BTC Faces Profit-Taking, But the Bull Trend Holds Strong

Bitcoin’s price may have taken a recent dip from $111.9K, but don’t mistake this correction as the start of a downtrend. According to analytics firm Amberdata, the current retracement is just a bump in the road. BTC continues to consolidate above $100K, and analysts see signs pointing to a slow, steady grind upward rather than a crash.

Greg Magadini, Director of Derivatives at Amberdata, stated in the firm’s weekly report:

“To me, the bullish Bitcoin trend remains un-damaged, despite the recent pull-back.”

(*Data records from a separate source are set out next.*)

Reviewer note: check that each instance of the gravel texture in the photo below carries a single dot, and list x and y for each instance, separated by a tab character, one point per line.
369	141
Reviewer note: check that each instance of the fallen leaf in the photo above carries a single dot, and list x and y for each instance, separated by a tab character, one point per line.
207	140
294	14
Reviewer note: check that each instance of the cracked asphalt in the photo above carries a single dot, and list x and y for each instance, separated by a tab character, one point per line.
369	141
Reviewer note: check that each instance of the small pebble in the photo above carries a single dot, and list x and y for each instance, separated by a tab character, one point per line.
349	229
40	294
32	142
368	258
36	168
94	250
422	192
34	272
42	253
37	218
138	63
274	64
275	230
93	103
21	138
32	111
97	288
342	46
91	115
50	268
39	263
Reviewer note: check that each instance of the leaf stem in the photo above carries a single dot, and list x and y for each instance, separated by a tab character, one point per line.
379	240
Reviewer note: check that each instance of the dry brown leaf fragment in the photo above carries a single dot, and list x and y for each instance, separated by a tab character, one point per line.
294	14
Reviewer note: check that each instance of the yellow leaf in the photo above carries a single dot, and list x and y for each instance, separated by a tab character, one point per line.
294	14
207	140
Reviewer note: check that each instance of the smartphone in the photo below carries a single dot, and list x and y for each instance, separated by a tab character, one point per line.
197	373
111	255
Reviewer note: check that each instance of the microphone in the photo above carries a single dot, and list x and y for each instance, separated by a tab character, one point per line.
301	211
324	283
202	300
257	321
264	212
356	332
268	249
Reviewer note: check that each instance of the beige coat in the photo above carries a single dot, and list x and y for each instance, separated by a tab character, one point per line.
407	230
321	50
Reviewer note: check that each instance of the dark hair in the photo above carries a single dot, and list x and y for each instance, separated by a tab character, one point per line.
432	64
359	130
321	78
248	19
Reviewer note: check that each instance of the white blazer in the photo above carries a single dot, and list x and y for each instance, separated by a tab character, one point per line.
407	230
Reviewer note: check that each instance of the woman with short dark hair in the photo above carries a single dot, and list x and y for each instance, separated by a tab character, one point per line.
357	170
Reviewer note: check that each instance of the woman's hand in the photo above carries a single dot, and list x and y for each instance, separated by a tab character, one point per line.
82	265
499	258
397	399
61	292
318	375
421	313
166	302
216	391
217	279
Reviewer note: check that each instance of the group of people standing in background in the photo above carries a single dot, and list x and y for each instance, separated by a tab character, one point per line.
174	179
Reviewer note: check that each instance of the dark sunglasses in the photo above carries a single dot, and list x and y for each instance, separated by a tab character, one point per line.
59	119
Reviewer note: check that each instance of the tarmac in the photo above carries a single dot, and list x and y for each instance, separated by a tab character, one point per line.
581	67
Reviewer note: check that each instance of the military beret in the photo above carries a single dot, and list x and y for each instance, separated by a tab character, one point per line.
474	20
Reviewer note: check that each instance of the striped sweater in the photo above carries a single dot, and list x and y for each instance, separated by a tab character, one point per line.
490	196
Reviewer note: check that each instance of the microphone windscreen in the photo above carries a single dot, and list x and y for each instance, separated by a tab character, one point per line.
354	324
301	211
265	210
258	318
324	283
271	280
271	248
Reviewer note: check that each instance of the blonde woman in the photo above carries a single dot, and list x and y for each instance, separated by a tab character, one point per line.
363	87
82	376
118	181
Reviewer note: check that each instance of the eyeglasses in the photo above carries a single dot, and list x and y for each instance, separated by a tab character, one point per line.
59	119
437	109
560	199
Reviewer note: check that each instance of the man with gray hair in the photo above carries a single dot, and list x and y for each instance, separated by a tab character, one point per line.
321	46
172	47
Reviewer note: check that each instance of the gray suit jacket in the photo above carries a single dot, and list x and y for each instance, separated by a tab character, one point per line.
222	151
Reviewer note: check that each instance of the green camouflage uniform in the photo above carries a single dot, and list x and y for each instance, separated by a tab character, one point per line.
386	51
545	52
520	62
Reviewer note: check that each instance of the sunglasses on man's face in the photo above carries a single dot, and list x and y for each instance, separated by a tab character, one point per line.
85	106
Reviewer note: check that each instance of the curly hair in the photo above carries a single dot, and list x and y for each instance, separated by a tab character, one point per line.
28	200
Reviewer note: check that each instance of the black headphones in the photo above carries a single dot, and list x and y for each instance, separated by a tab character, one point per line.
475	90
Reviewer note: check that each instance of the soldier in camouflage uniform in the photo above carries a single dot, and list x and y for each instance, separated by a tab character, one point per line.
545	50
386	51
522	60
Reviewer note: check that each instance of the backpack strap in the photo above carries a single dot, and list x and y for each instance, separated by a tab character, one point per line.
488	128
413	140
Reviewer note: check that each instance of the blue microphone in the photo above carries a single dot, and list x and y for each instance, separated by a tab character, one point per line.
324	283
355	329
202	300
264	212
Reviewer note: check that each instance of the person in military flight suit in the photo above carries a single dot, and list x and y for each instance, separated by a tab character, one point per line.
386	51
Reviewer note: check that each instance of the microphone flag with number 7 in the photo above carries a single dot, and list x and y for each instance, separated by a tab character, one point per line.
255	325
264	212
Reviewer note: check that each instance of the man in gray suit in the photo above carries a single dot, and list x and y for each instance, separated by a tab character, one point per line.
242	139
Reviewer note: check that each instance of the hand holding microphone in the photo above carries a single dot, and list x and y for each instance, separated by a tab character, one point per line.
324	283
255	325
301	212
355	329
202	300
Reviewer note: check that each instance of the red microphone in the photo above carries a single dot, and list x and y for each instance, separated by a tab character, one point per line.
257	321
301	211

Supporting this outlook, implied volatility (IV) has dipped to the 30–40% range — a sign that the market isn’t expecting major swings in the short term. While that might appear to hint at stagnation, it’s actually more reflective of a calm before a potential breakout.

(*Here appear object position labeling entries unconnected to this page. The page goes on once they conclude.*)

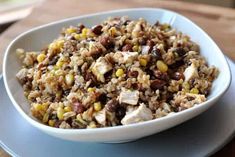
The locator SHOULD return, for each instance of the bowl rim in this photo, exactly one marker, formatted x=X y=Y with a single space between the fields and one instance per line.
x=113 y=128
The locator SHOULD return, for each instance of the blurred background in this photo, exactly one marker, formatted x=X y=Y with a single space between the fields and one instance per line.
x=222 y=3
x=13 y=10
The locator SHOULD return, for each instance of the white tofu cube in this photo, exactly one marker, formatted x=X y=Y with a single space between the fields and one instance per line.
x=129 y=57
x=101 y=117
x=129 y=97
x=142 y=113
x=190 y=72
x=101 y=67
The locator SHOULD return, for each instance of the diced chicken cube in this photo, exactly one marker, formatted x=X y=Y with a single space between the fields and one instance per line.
x=190 y=72
x=101 y=117
x=101 y=67
x=198 y=98
x=128 y=57
x=129 y=97
x=22 y=75
x=142 y=113
x=125 y=57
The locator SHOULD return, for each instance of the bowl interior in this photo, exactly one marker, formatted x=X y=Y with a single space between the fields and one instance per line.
x=40 y=37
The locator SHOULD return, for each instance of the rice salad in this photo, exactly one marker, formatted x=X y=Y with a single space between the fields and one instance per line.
x=119 y=72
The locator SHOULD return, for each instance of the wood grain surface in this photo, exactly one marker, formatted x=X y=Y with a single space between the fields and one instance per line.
x=218 y=22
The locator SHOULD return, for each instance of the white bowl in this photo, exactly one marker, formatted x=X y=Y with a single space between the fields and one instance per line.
x=38 y=37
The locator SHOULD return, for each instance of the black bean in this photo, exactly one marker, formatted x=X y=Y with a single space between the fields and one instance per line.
x=80 y=28
x=178 y=76
x=107 y=42
x=102 y=98
x=132 y=74
x=176 y=64
x=78 y=107
x=120 y=112
x=127 y=47
x=156 y=53
x=157 y=84
x=112 y=105
x=180 y=51
x=161 y=75
x=150 y=43
x=97 y=29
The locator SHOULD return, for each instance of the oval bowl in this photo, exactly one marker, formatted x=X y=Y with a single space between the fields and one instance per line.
x=38 y=37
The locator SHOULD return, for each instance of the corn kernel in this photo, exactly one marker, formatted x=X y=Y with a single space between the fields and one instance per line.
x=194 y=91
x=112 y=31
x=51 y=122
x=79 y=119
x=166 y=26
x=60 y=113
x=186 y=85
x=56 y=45
x=59 y=63
x=143 y=62
x=45 y=118
x=97 y=106
x=41 y=57
x=69 y=78
x=135 y=48
x=85 y=30
x=59 y=72
x=44 y=106
x=59 y=43
x=58 y=94
x=92 y=125
x=67 y=109
x=77 y=36
x=91 y=89
x=119 y=72
x=162 y=66
x=70 y=30
x=37 y=107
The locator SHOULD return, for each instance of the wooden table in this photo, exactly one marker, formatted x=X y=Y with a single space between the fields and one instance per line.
x=218 y=22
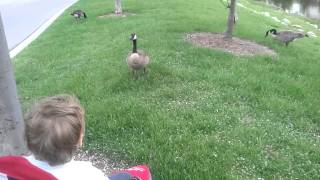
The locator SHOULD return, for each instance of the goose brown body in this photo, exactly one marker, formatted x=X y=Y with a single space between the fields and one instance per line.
x=285 y=36
x=138 y=60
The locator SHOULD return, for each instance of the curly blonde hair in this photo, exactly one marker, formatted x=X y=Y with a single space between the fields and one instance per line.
x=54 y=126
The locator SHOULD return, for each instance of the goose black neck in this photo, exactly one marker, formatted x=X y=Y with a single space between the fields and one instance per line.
x=134 y=49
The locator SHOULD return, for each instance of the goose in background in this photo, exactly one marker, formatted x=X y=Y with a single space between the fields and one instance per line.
x=78 y=14
x=285 y=36
x=137 y=59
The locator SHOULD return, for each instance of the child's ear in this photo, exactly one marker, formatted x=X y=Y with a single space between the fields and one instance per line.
x=80 y=142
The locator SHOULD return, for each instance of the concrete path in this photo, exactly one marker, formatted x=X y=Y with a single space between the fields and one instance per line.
x=21 y=18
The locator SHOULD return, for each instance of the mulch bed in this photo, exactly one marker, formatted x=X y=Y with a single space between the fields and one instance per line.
x=235 y=46
x=100 y=161
x=124 y=14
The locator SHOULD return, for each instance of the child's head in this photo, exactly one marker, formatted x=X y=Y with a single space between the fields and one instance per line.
x=55 y=128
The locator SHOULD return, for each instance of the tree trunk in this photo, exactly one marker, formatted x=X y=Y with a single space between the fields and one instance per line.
x=11 y=122
x=231 y=18
x=118 y=7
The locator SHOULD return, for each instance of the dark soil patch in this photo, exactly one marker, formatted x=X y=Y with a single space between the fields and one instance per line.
x=100 y=161
x=124 y=14
x=235 y=46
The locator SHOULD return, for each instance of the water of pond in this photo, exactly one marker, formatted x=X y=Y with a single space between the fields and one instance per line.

Also read: Cardano Joins Nasdaq Crypto Index: Boosting ADA’s Wall Street Appeal and Institutional Adoption

Q3 Could Spark a New BTC Rally

The real fireworks could begin in Q3. Bitwise’s Head of Alpha, Jeff Park, believes the market is underestimating what lies ahead. He expects IV to reprice higher in July, citing unknown but promising developments.

“Bitcoin IV is so mispriced right now because the world has no idea what’s coming in Q3… It’s going to be incredible,” Park said.

What could fuel the fire? Several catalysts are lining up:

  • Anticipated Fed rate cuts that could boost risk-on assets like crypto.
  • The successful Circle (CRCL) IPO.
  • A weakening USD.
  • A more collaborative global regulatory environment.

All these are potential tailwinds that could strengthen Bitcoin’s market position and investor confidence.

Short-Term Risks Remain, but Don’t Count BTC Out

Despite the bullish mid-term outlook, demand for BTC did slow down in June. According to CryptoQuant data, this drop follows a strong recovery in April and May. If demand continues to wane and macroeconomic conditions worsen — such as unresolved U.S. tariff tensions by the July 9 and August 12 deadlines — BTC may trade sideways or even dip short term.

Yet, with nearly $7 billion in shorts set for liquidation if BTC climbs back to $110K, there’s ample fuel for a rapid move higher if sentiment turns.

Bitcoin’s stride isn’t broken — it’s just pacing itself for the next run.